舞台のライトが発作を誘発するらしく、スタッフは配慮してライトをあまり扇情的にしていません。それと彼の書いた詩が合わさって、内面的なことを表現するアーティストという雰囲気が受けたのかも知れません。

映画の中では自分はマンチェスターのローカル・バンドで良かったという発言があり、事が大きくなり過ぎたことへの違和感、不倫問題で決心がつけ難く、夫人が苦しんでいることを承知していた、そして死の直前に発作が起きていたらしいことなどが誘引となって自殺をしたという風に語られています。映画で取り扱われたシーンは実話の割合が高いようです。

★ 俳優

時々観客の神経に触るような演技を得意とする俳優がいますが、サマンサ・モートンもそういう役で何度か見たことがあります。本人がそういう人だということではなく、そういう役を引き受けてしまったということなのでしょう。私は彼女の出演作全部を追っていたわけではなく、たまたま見た作品がそうだったようです。似たようなケースにエミリー・ワトソンがあります。非常に印象が悪かったのですが、一度そういうジャンルと全く違う役を見て、目を見張ったことがあります。そちらではとても輝いていました。

コントロールの中ではモートンは俳優としての格では1番。ですが主演はサム・ライリー。まだ出演作は少なく、私が見たのはこれが初めてです。イギリスの凄いところはほとんど無名だったり、国内でしか知られていない人でも基礎のしっかりした演技をすることです。
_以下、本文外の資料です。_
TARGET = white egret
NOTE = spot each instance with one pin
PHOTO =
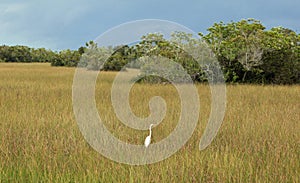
(148, 138)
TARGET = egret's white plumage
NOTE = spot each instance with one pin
(148, 138)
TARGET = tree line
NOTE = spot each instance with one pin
(245, 50)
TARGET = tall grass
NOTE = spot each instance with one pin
(259, 139)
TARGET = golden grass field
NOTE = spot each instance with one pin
(259, 140)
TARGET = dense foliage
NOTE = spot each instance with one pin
(245, 50)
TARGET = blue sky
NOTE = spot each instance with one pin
(59, 24)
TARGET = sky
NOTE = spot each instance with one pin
(69, 24)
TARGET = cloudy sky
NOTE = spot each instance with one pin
(62, 24)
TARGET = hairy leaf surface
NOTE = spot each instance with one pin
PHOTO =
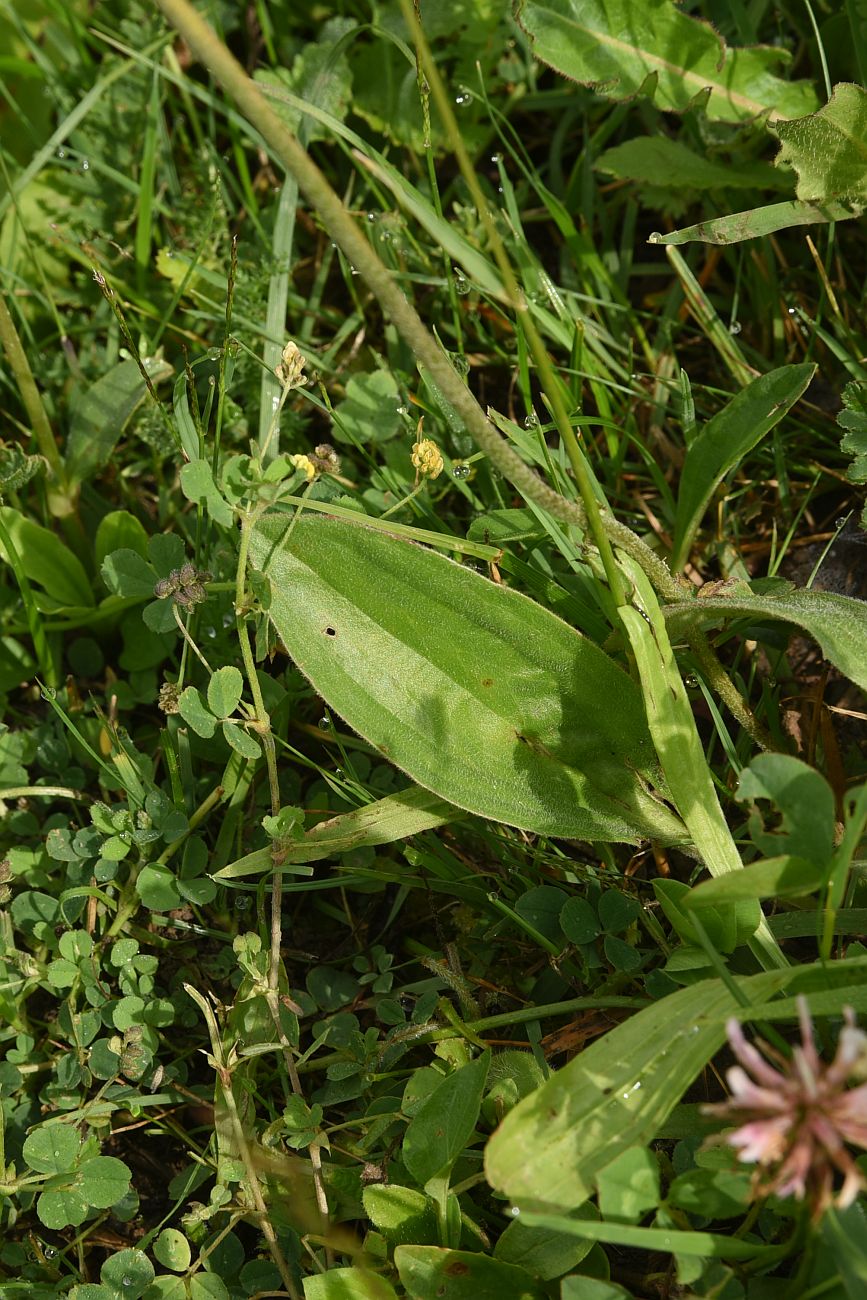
(480, 694)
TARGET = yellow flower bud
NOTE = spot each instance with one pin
(427, 458)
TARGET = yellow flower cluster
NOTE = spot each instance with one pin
(427, 458)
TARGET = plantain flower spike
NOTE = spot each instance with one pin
(306, 464)
(290, 368)
(797, 1117)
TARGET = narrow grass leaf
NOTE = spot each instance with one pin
(828, 148)
(47, 562)
(103, 412)
(393, 818)
(727, 438)
(445, 1122)
(481, 696)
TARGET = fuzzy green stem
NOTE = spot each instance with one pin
(520, 306)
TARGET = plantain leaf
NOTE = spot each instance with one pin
(828, 150)
(839, 623)
(625, 47)
(727, 438)
(430, 1272)
(480, 694)
(103, 412)
(758, 221)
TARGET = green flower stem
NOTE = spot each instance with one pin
(212, 52)
(265, 736)
(220, 1064)
(44, 658)
(520, 306)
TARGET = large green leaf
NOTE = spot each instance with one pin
(839, 623)
(828, 150)
(727, 438)
(480, 694)
(614, 1095)
(621, 47)
(757, 221)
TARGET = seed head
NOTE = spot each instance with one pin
(427, 458)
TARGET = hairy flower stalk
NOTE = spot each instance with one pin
(796, 1117)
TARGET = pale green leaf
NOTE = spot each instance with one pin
(480, 694)
(172, 1249)
(432, 1273)
(624, 47)
(839, 623)
(241, 740)
(195, 713)
(543, 1253)
(727, 438)
(614, 1095)
(828, 150)
(198, 485)
(401, 1213)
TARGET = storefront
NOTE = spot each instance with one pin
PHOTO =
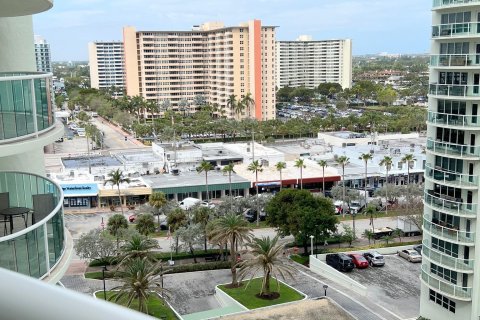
(83, 195)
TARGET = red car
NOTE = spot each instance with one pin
(359, 261)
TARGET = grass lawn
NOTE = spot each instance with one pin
(248, 299)
(156, 308)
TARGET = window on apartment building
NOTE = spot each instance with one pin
(442, 301)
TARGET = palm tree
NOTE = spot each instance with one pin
(248, 102)
(229, 170)
(157, 200)
(299, 163)
(140, 279)
(256, 167)
(267, 255)
(280, 166)
(205, 166)
(323, 164)
(365, 157)
(115, 179)
(343, 161)
(231, 229)
(387, 162)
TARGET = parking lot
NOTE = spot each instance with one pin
(395, 286)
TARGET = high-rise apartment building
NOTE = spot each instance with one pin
(211, 61)
(307, 63)
(450, 271)
(106, 63)
(36, 245)
(42, 54)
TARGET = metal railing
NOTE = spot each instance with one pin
(447, 288)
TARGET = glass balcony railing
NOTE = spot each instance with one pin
(455, 291)
(454, 90)
(25, 104)
(454, 60)
(448, 233)
(457, 207)
(446, 3)
(453, 149)
(448, 177)
(32, 250)
(446, 260)
(455, 30)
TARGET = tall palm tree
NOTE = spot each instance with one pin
(140, 279)
(116, 178)
(228, 169)
(256, 167)
(157, 200)
(365, 157)
(205, 166)
(300, 163)
(231, 229)
(248, 102)
(323, 164)
(343, 161)
(387, 162)
(266, 256)
(280, 166)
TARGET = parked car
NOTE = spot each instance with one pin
(358, 260)
(374, 258)
(410, 255)
(340, 261)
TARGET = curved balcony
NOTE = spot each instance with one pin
(449, 178)
(457, 264)
(454, 90)
(453, 149)
(446, 288)
(25, 105)
(435, 202)
(449, 234)
(34, 249)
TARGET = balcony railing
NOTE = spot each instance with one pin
(448, 233)
(446, 260)
(446, 3)
(35, 250)
(26, 105)
(454, 90)
(453, 149)
(455, 30)
(450, 206)
(448, 177)
(447, 288)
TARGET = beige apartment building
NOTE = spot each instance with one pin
(211, 62)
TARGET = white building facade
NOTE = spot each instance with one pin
(307, 63)
(450, 270)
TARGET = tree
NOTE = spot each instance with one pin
(145, 224)
(343, 161)
(231, 229)
(300, 163)
(323, 164)
(205, 167)
(280, 166)
(256, 167)
(116, 225)
(158, 201)
(116, 178)
(140, 279)
(299, 213)
(228, 169)
(95, 245)
(266, 255)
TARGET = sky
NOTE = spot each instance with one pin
(373, 25)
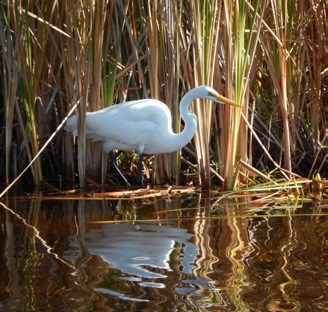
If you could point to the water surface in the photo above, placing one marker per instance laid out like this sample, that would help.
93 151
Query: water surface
185 253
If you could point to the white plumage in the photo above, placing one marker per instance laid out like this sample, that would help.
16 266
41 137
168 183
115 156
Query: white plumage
144 125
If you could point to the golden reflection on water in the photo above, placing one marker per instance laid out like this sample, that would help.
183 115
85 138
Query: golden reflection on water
173 254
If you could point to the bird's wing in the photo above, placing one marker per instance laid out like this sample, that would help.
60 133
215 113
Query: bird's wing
127 126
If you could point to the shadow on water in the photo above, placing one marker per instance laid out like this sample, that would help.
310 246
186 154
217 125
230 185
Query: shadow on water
187 253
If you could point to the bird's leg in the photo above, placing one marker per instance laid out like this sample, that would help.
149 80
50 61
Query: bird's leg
117 171
140 176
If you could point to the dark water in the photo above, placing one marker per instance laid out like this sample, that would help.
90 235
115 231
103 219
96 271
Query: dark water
190 253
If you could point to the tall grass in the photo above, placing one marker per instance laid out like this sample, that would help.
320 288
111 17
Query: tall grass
268 56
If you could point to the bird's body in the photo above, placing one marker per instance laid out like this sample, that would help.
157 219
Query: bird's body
144 125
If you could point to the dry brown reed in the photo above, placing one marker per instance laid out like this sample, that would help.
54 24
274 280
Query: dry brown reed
268 56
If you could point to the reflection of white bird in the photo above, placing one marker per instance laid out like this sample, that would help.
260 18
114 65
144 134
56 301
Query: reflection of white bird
144 125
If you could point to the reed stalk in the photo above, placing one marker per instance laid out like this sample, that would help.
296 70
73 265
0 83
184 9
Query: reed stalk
268 56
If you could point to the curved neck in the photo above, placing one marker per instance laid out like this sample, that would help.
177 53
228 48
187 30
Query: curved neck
190 121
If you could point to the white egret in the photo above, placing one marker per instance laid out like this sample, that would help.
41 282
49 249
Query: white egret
144 125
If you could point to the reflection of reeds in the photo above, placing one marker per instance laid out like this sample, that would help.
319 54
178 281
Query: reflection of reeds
268 56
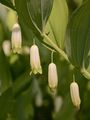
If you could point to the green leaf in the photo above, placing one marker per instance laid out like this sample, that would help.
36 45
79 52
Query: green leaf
7 3
57 23
34 14
78 36
6 104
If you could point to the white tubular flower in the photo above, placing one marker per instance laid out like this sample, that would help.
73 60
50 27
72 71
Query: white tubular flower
6 47
52 76
16 39
74 91
35 60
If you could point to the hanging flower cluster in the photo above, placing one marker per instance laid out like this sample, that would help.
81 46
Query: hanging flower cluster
35 63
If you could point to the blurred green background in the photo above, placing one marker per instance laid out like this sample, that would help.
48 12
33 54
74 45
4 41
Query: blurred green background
25 97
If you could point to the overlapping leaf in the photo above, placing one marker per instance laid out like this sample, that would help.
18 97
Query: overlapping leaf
34 14
57 23
78 37
7 3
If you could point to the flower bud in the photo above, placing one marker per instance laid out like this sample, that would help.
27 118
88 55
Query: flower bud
52 76
16 39
74 91
35 60
6 47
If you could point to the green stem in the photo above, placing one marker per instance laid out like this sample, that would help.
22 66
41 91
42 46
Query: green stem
60 51
85 73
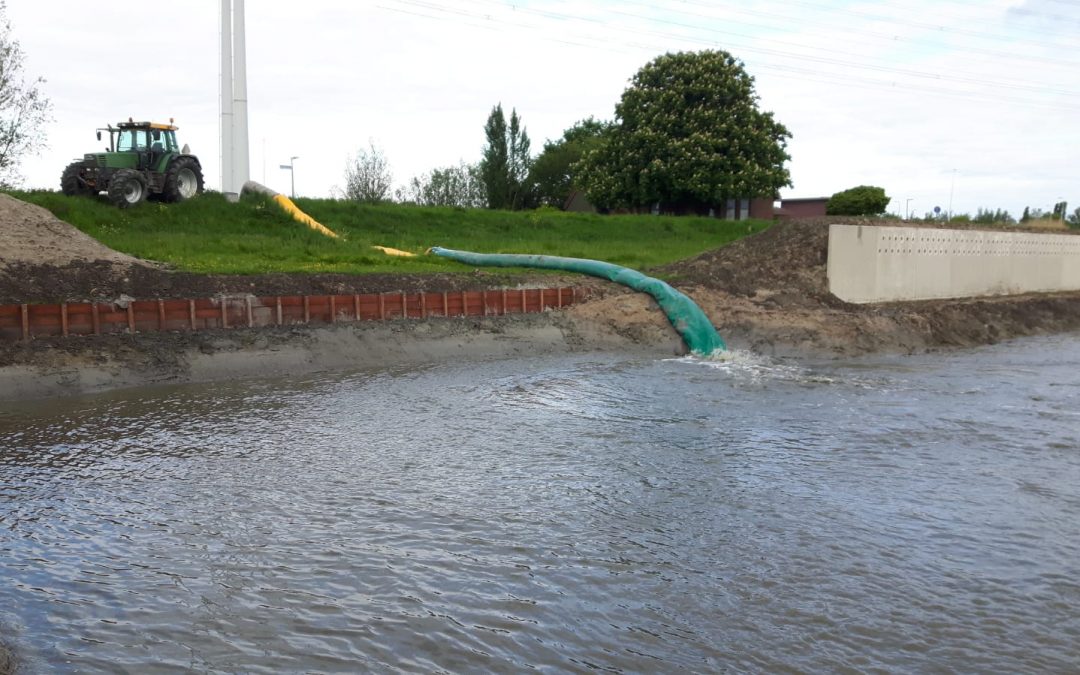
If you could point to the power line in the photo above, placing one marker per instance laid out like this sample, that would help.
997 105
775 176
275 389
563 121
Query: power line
781 53
846 80
871 36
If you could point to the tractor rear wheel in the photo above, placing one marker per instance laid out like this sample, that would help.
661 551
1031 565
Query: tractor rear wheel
183 179
71 183
126 188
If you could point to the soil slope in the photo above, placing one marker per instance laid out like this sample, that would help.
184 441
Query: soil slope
768 292
43 259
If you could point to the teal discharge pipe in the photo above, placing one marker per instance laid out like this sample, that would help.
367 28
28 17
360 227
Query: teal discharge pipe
701 338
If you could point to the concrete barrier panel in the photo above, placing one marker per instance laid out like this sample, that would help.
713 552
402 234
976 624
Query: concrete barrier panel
880 264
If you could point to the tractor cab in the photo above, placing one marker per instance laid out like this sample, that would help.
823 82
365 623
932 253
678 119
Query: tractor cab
148 142
143 160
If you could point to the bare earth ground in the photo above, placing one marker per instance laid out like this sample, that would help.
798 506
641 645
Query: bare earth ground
767 293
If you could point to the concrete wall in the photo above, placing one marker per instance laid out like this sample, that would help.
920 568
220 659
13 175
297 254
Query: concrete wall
875 264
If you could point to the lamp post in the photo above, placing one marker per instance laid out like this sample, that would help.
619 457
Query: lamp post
292 174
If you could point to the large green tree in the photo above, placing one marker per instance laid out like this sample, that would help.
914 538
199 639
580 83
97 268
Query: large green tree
553 175
24 108
864 200
505 162
688 136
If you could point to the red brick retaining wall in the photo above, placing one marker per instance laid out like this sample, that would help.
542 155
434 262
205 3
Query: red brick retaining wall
25 322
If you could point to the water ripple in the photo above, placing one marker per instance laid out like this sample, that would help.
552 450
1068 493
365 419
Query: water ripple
571 514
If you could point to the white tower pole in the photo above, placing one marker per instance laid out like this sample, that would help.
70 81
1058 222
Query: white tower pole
226 103
241 156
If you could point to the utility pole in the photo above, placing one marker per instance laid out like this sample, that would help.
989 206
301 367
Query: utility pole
292 173
233 102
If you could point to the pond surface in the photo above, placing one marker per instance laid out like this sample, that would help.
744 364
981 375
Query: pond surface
575 513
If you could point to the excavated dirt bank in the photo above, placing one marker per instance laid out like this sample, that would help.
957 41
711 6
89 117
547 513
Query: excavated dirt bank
767 293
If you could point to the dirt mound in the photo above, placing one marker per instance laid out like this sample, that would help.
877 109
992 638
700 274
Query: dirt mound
784 265
43 259
29 234
769 293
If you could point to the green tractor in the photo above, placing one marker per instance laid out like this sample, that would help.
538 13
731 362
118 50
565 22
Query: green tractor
143 161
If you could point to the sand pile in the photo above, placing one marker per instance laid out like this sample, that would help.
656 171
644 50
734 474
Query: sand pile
29 234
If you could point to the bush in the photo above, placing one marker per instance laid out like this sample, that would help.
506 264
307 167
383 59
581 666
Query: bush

この作品を見た後で私は歌手本人のビデオを見たのですが、ライリーはとてもよく勉強しており、ライリーの演じるカーティスの方がカーティスという人物について確信の持てる振る舞いでした。カーティス本人の方が不安定で、内面が出来上がっていないような印象。大いなる矛盾です。

★ 良い評価

監督は音楽に造詣の深い人らしく、良い評判です。作品も有名な映画祭で高い評価を受けています。にも関わらず、私はあまり好きになれませんでした。

映画の脚本や演出に責任があるのか、カーティスをめぐる事情に私が好きになれない理由があったのかは分かりません。白黒にしたり、鬱っぽい雰囲気を出したりと工夫は見られます。

暗い映画、暗い主題でも良い作品というのはあり、私の個人的な評価が高い時もあります。しかしコントロールはあまり評価が上がりませんでした。

まだ漠然としていて本当に何が引っかかっているのかは分からないのですが、1つ気になるのは周囲がカーティスをとことん利用したのではないかという点。映画ではそれは描かれていません。しかし芸能人をこれ以上無理だというまで利用し尽くすという話はどこでも聞かれます。スキャンダルを起こしたら今度はそれを売りにして利用、1度降板しても翌日にはどうやって復帰させるかが堂々とテレビで話題になったりもする世界です。2度失敗しても即日また復帰への道が議論される世界。

カーティスが病気のせいでああいうパーフォーマンスになっているのか、舞台上の演技なのかが分からないぎりぎりの線で営業していたのは確かでしょう。その辺のすっきりしない雰囲気が伝わって来るため、私が拒否反応を起こしているのかも知れません。私は古臭い人間なので、病気など個人的な理由を客寄せパンダにしては行けないと考えるのです。